The military leaders of Mali, Burkina Faso, and Niger Republic have signed a treaty to strengthen their mutual defense pact and call for the creation of an independent African security bloc.

This development, announced during a summit in Niamey, underscored the trio’s commitment to greater integration and self-reliance in addressing regional security challenges.

The leaders — Niger’s General Abdourahmane Tchiani, Burkina Faso’s Captain Ibrahim Traore, and Mali’s Colonel Assimi Goita — hailed the newly signed confederation treaty as a step towards “greater integration” among their nations.

This treaty builds on the mutual defense pact established last year under the Alliance of Sahel States (AES).

The Niamey summit, which marked the first joint meeting of these leaders since their respective coups, came just months after the countries withdrew from the Economic Community of West African States (ECOWAS).

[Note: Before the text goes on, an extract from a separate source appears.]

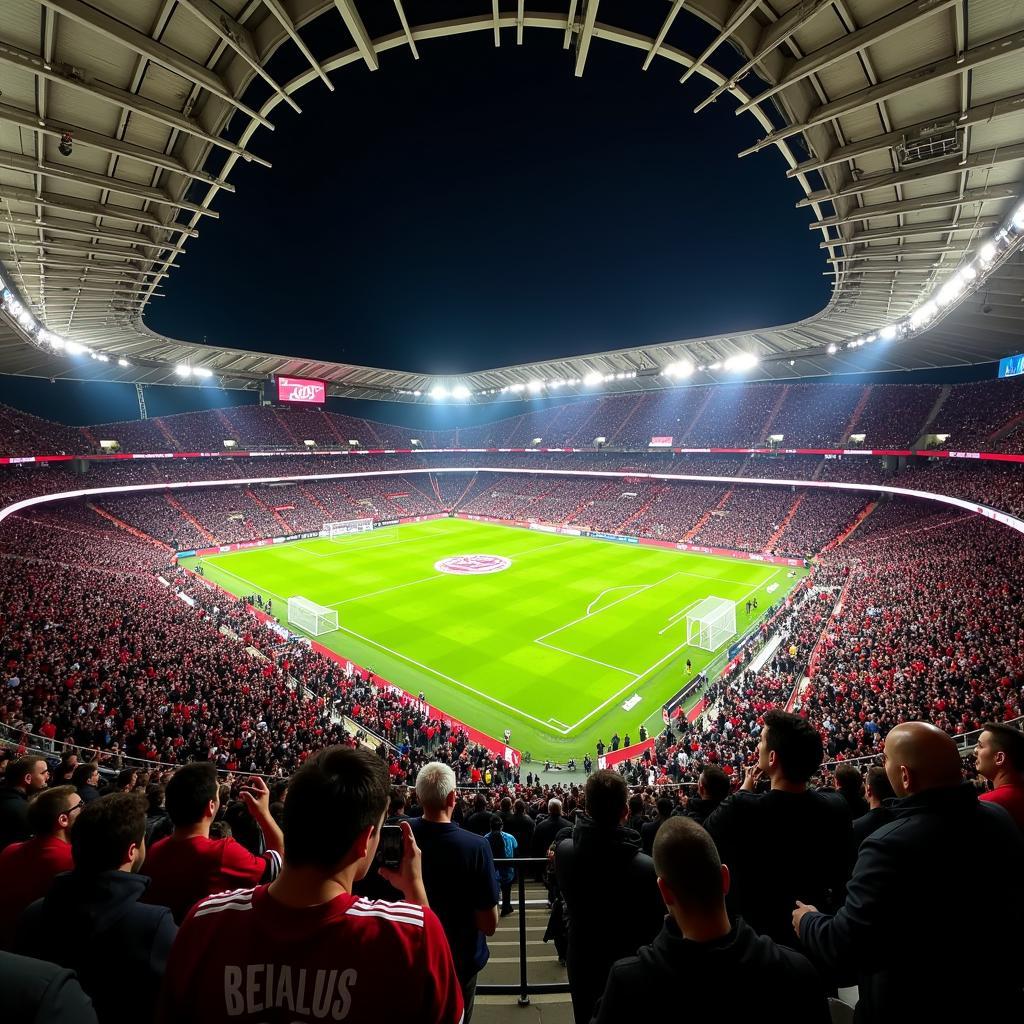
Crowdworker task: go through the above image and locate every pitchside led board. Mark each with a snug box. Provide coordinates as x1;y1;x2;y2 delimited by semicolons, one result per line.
274;377;327;406
999;352;1024;377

Tchiani criticised the 50-year-old ECOWAS, labeling it “a threat to our states.” ECOWAS had suspended the three countries and imposed sanctions following their military takeovers.

Tchiani emphasised the creation of a new bloc, stating, “We are going to create an AES of the peoples, instead of an ECOWAS whose directives and instructions are dictated to it by powers that are foreign to Africa.”

Traore echoed this sentiment, condemning foreign exploitation and asserting that the era of Western dominance was over.

Goita added that the strengthened alliance meant “an attack on one of us will be an attack on all the other members.”